Circulating plasma cells related to MM tumor burden. CPCs were enriched from peripheral blood samples using anti-CD138 magnetic beads and plasma cell phenotypes were analyzed by MFC. Categorical results describing the presence of CPCs were compared according to response group (left panel) or, respectively, to serologic status (right panel). Sample numbers were n = 24 for ID/RD, n = 28 for SD/PD, n = 22 for PR, n = 41 for VGPR, n = 81 for CR, n = 70 for EP pos., and n = 21 for IF pos. The fraction of samples with detectable MM-PC decreases with deeper remission. CPCs, circulating plasma cells; MFC, multiparameter flow cytometry; ID, initial diagnosis; RD, relapsed disease; PD, progressive disease; SD, stable disease; PR, partial remission; VGPR, very good partial remission; CR, complete remission; EP pos., M-protein detectable on serum electrophoresis; IF pos., positive serum immunofixation and no M protein detectable by serum electrophoresis; No PC, no plasma cells; N-PC, normal plasma cells; MM-PC, multiple myeloma plasma cells
LC spectra and plasma cell phenotypes in different types of clinical specimens
Our findings stated above provide a sound proof-of-principle that NGS of LC repertoires in cfDNA and me-MFC of CPCs allow for the detection of MRD in MM, but we also note that both methods are not universally applicable for the quantification of disease burden in MM. Specifically, we did not identify strongly overrepresented clonotypes comprising > 33.3% of the LC spectrum in 7 of 18 (38.9%) cfDNA samples or, respectively, could not detect aberrant CPCs by magnetic bead selection in 3/24 (12.5%) pB samples taken at ID/RD. We therefore compared LC spectra and plasma cell phenotypes in peripheral blood to histologic/cytologic MM samples in more detail. Diversity of LC spectra was not significantly different between diagnostic cfDNA and BM samples (Fig. 4a). Moreover, we found a significant correlation of the frequencies of MM clones in cfDNA and BM biopsies (Spearman r = 0.6147, p = 0.0498), although there were generally only minor overlaps of LC spectra in cfDNA and other types of MM samples comprising a median of only one clonotype accounting for > 5% of the LC spectrum in both specimens (Fig. 4b, c). Comparing CPC immunophenotypes, we observed a significantly higher expression of CD38 (p < 0.001), CD138 (p < 0.01), and CD27 (p < 0.01) in BM plasma cells compared to CPCs.

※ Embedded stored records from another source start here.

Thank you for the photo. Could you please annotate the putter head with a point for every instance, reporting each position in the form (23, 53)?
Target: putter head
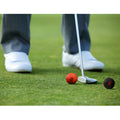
(87, 80)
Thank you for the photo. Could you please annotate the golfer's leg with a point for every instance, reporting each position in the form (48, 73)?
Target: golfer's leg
(15, 33)
(15, 42)
(69, 33)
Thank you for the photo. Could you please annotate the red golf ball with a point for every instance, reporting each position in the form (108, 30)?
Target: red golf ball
(71, 78)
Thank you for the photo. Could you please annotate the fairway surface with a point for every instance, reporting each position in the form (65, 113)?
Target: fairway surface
(46, 85)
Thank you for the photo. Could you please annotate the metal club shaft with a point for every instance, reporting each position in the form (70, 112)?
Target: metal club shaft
(79, 44)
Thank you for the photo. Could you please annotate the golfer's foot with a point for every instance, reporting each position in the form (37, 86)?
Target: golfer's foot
(89, 62)
(17, 62)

MM Clonotypes and plasma cell immunophenotypes in different sample sources. a-c Repertoires of the involved LC in MM cfDNA from pB or gDNA samples (obtained from BM biopsies, BM aspirates, or pleural effusions) were analyzed using MiXCR and VDJtools. a Diversity of LC spectra as estimated by Chao1-index in samples taken at initial diagnosis. Sample numbers were n = 18 for cfDNA and n = 21 for gDNA. Diversities were not significantly different by Mann–Whitney test. b Overlap analysis of clonotypes accounting > 5% of the LC spectra were compared between gDNA and corresponding cfDNA samples. n = 13; 9 sample pairs (69.2%) displayed only one shared clonotype. c Correlation of clonotype frequencies of MM clones in corresponding cfDNA and gDNA samples from patients for whom MM clones could be identified. n = 11. There was a significant correlation of MM clonotype frequencies in samples from different sources; Spearman r = 0.6147, p = 0.0498. d Comparison of plasma cell phenotypes from pB (CD138 selected) and paired BM (not selected) samples. n = 17. MFI for each surface marker was compared statistically using paired t-tests and the Holm-Sidak method to adjust p-values. Only significant differences are indicated. ***p < 0.001, ****p < 0.0001. MFI was significantly higher for CD38, CD138, and CD27 in BM samples than in pB samples of the same patients. LC, immunoglobulin light chain; MM, multiple myeloma; cfDNA, circulating cell-free DNA; pB, peripheral blood; BM, bone marrow; gDNA, genomic DNA; MFI, Mean fluorescence intensity; MM-PC, multiple myeloma plasma cells
These observations indicate that the representation of MM in the peripheral blood by cfDNA is somehow biased by distinct molecular properties that make the disease inaccessible to detection by NGS of LC repertoires at least at some time points and/or in a subset of patients. This goes along with a divergent immunophenotype of CPCs compared to BM plasma cells, which further underlines biological differences in MM-PCs from various compartments.
Concordance of NGS and me-MFC results to estimate MM burden
Given that estimation of MM disease burden by the two experimental approaches developed in this work obviously is — at least in part — dependent on biological properties of the disease itself, we analyzed the agreement of NGS and me-MFC results. Our sample series included 89 corresponding samples taken at the same time point from the same patients that were subjected to both NGS and me-MFC. However, since exact knowledge of the MM clone is essential for quantification of MM disease burden by NGS of LC repertoires, we only compared NGS and me-MFC results in 25 samples from patients with MM clones. For this purpose, we classified all samples in which MM clones were detected (irrespective of frequency) as “NGS positive,” and all samples, in which we did not detect MM clones as “NGS negative.” Regarding me-MFC, samples containing MM-PC only or both MM-PC and normal plasma cells (N-PC) were considered “MFC-positive,” while samples in which we detected only N-PC or no PCs were categorized as “MFC negative.” NGS and me-MFC results were concordant for 20 samples (80%), corresponding to a Cohen’s Kappa value of 0.490 (Fig. 5a). Thus, there was only a moderate agreement between NGS-and me-MFC, further underlining that the two methods provide non-redundant information on the disease state.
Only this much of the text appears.